The method is effective in UnivFD and Fake2M benchmarks.

缺点

  1. Limited novelty: This method primarily involves a straightforward integration of high-level RGB information with low-level data, as outlined in [1] for AI-generated image detection. Additionally, the incorporation of high-level information is detailed in [2], while low-level information is explored in [3].
  2. The concept of utilizing multiple LoRAs is quite prevalent, as highlighted in [4], where their application in AI-generated image detection is discussed.
  3. Lack of inference throughput. What's the inference throughput of the proposed method? How is it compared with previous methods?
  4. Lack of extensive experiment results.There is a significant deficiency in experimental studies and results for key benchmarks, including GenImage, CNNDetection,DiffusionForensis, and AIGCDetectBenchmark. [1]. A Sanity Check for AI-generated Image Detection [2]. Towards Universal Fake Image Detectors that Generalize Across Generative Models [3]. PatchCraft: Exploring Texture Patch for Efficient AI-generated Image Detection 4]. MoE-FFD: Mixture of Experts for Generalized and Parameter-Efficient Face Forgery Detection

问题

See weakness

审稿意见
5

This paper presents a new AI generated image detection method, based on SRM filtering, which is evaluated on UnivFD and Fake2M datasets. Compared with several previous methods, the proposed method shows the best results on those two datasets as well as under image processing like Gaussian blurring. Overall, even though this paper shows more favorable results than others, the proposed method section is hard to follow and I am not sure other researchers can easily reproduce the experimental results reported in this paper. Besides, I also have some concerns regarding the experiments, as the proposed method leverages a more powerful network backbone, i.e., CLIP pretrained ViT model, which is stronger than previous applied backbone CNN in CNNSpot.

优点

  • The proposed method shows stronger results on two recent public datasets. Besides, the proposed method also shows better results on different types of generative models, such as GAN, diffusion models, DALL-E, etc.
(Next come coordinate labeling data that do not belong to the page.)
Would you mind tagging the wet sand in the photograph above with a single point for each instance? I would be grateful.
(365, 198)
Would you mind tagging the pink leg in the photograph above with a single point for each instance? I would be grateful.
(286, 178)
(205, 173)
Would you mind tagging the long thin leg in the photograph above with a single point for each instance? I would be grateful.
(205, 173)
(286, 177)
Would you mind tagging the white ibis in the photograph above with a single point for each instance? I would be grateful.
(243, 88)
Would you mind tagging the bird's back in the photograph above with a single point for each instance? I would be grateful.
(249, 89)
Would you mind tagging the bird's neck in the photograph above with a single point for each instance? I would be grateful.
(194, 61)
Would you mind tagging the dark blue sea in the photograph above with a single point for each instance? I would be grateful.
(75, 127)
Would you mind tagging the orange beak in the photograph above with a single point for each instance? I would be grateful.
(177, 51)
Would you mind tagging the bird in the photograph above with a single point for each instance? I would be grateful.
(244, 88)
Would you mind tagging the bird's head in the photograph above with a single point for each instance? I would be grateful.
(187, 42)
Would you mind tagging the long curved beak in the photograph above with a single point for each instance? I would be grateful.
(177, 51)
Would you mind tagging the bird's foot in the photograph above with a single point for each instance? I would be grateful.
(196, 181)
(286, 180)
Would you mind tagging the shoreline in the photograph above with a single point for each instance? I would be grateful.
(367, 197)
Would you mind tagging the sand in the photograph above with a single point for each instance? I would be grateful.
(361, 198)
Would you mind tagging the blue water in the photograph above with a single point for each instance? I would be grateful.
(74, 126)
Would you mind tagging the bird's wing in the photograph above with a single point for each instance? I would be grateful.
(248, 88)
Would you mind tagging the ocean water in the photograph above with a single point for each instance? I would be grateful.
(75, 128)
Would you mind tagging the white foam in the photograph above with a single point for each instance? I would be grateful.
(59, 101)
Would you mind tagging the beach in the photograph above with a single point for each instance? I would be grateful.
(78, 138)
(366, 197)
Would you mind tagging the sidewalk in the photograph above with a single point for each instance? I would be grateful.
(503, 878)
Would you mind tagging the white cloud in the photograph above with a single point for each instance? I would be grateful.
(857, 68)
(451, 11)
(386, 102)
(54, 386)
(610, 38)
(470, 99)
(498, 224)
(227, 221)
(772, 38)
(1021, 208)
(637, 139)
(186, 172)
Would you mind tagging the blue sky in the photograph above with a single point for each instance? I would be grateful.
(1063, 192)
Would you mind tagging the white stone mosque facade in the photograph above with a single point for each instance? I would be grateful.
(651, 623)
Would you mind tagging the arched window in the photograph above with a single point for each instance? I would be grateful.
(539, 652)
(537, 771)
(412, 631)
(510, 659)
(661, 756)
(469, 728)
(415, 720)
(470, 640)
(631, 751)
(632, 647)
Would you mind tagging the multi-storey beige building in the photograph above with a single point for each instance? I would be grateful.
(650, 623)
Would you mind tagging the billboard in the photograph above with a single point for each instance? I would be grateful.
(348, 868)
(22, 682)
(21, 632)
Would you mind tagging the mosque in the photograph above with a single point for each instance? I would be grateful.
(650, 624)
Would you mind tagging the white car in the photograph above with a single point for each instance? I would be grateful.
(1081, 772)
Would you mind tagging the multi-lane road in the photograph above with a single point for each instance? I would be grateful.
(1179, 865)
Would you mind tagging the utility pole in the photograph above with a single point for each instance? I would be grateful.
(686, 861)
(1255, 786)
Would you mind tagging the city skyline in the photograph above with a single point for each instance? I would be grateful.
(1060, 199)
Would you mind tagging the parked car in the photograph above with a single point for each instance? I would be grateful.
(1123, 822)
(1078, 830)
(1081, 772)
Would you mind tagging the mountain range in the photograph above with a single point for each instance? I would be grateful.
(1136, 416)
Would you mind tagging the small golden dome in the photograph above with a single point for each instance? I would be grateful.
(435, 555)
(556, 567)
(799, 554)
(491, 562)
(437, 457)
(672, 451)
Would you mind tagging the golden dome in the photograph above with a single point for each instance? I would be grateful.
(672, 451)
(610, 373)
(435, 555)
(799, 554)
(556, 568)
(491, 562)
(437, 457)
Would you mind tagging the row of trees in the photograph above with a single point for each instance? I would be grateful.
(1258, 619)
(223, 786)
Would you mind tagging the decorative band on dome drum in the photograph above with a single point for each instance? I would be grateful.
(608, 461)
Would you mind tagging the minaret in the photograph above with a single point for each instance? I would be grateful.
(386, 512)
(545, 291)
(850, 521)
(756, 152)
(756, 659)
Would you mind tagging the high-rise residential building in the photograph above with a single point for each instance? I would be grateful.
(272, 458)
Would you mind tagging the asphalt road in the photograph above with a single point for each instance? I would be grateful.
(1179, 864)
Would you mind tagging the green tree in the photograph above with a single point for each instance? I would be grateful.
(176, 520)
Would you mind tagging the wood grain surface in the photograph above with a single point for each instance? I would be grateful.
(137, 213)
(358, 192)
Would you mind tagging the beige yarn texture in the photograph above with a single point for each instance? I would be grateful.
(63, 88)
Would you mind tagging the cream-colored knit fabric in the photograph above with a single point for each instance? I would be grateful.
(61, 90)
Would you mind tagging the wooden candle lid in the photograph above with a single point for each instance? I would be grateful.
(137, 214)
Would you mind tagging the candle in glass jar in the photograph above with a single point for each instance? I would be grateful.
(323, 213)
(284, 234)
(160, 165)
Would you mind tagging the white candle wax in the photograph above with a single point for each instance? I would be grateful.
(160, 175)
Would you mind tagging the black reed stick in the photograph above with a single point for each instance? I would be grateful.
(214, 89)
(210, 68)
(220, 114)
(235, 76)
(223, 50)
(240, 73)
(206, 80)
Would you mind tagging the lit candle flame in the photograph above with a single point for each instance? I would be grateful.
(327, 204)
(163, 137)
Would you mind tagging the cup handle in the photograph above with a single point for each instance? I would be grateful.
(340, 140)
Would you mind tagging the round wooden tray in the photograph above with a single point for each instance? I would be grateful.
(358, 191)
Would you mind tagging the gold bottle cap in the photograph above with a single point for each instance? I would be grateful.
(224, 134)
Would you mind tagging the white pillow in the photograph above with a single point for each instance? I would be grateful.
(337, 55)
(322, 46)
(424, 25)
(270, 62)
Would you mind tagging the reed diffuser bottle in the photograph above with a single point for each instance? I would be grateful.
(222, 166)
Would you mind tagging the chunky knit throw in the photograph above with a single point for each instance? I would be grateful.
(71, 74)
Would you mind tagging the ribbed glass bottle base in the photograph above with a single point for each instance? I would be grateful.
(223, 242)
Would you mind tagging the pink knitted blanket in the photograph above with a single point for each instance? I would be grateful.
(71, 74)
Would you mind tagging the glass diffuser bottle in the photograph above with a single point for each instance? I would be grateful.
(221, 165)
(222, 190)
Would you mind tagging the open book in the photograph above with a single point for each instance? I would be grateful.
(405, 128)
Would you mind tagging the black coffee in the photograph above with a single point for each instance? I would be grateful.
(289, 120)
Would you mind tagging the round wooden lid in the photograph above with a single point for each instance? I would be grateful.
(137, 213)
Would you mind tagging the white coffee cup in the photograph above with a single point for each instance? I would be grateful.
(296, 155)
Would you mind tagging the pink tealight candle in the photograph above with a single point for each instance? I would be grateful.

  • This paper leverages LoRA in AI generated image classification, which sounds interesting.

缺点

  • Figure 1 is very confusing, especially the right part. It is very hard to understand the structure of the proposed model.

  • From Figure 3, it seems that the proposed method relies on high frequency difference between real and fake images to recognize AI generated images. However, artifacts related to high frequency can be reduced by post-processing or regularization. Besides, many fake patterns are related to high level bias to real images, while the proposed method does not use.

  • Leveraging LoRA is interesting, but this paper needs to discuss more about the motivation about using LoRA. For example, this paper needs to discuss more motivation and comparison to w/o using LoRA.

  • This paper leverages CLIP pretrained ViT, while other methods utilize less powerful backbone. Is this the reason that the proposed method is more favorable results? I am not totally convinced by the experiments.

问题

  • Why do you group SRM filters into 5 groups, instead of other numbers?

  • The entire method section discuss a model with SRM filtering, including Figure 1, however, Eq 9 shows the proposed method is trained with original image as well. How does this method predict? Do you use raw images and filtered images together to detect fake images?

撤稿通知

I have read and agree with the venue's withdrawal policy on behalf of myself and my co-authors.